# Glas Balken



## frapos (7. Oktober 2006)

Hi


Nach langer suche im Netz nach passenden Seiten musst ich mich doch gleich mal hier anmelden. Die infos wie man was macht helfen ungemein. Dafür schon mal dickes danke.

Da ich irgendwie nie so richtig mit der suche klar komme hier mal mein problem (also das richtige )

Wie man nen runden glasbutton macht hab ich ja schon hinbekommen, aber wie sieht das aus wenn man nen Balken machen möchte. Also einen der zB. von links nach rechts geht und sagen wir mal 6 cm hoch und 15 cm breit ist.
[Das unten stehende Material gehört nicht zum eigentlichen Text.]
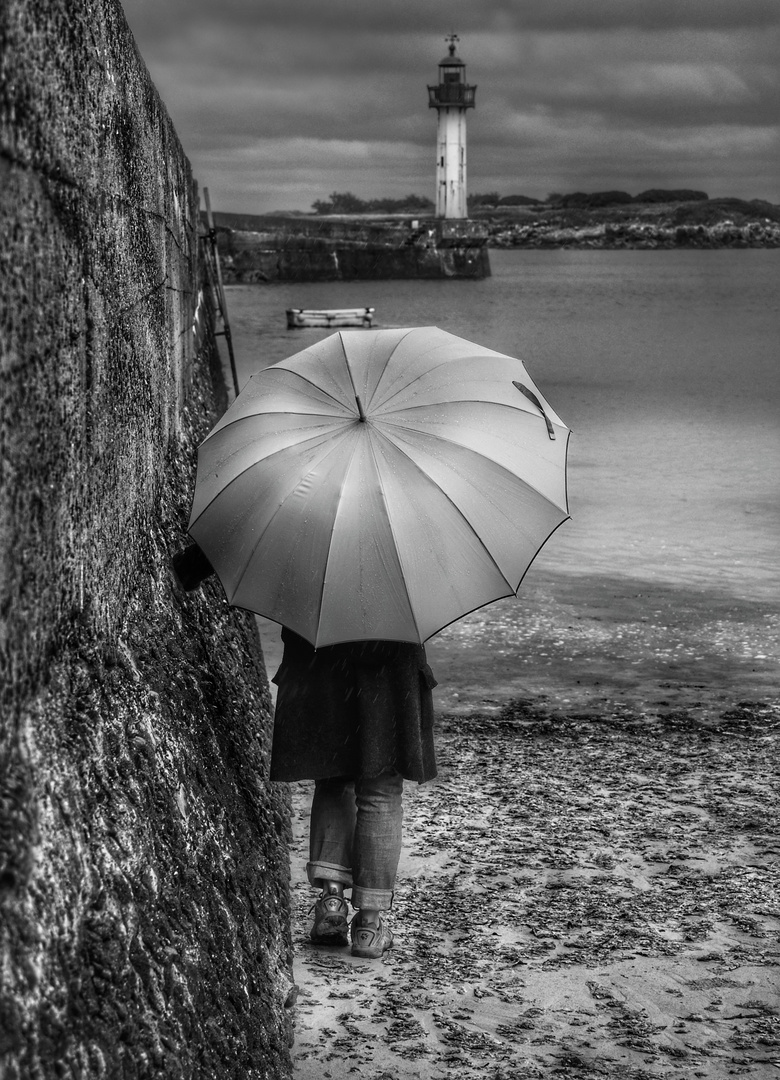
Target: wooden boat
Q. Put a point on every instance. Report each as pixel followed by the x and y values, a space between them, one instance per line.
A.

Irgendwie bekomm ich das nicht hin, oder aber ich denk nur das es falsch ist was ich mach.

Gibt es zufällig schon nen Tut was das erklärt oder kann es mir wer erklären was ich noch zu beachten hab?.

Danke schonmal

ps. sollte so aussehen wie zB. beim Vista Pack der untere Balken.


----------



## Alexander Groß (7. Oktober 2006)

Zeig mal ein Bildbeispiel wie es aussehen soll.

Alex


----------



## Boromir (7. Oktober 2006)

Hallo,

was für ein Vista Pack und welcher Balken?
Keine Ahnung was du meinst!

Boromir


----------



## frapos (7. Oktober 2006)

Hi


Na irgendwie so solls am ende aussehn  nur hal als linker rand.


----------



## Andreas Späth (7. Oktober 2006)

Google spuckt da zahlreiche Links aus zu diesem Thema.

zB. dieses Tutorial hier http://www.psd-tutorials.de/modules.php?name=Tutorials&site=tutorialansicht_neu&tutorialnr=45

Ansonsten google mal nach "Glasbutton Tutorial" oder "Interface Tutorial".


----------



## frapos (8. Oktober 2006)

Hi


Super, DAAANKE.


----------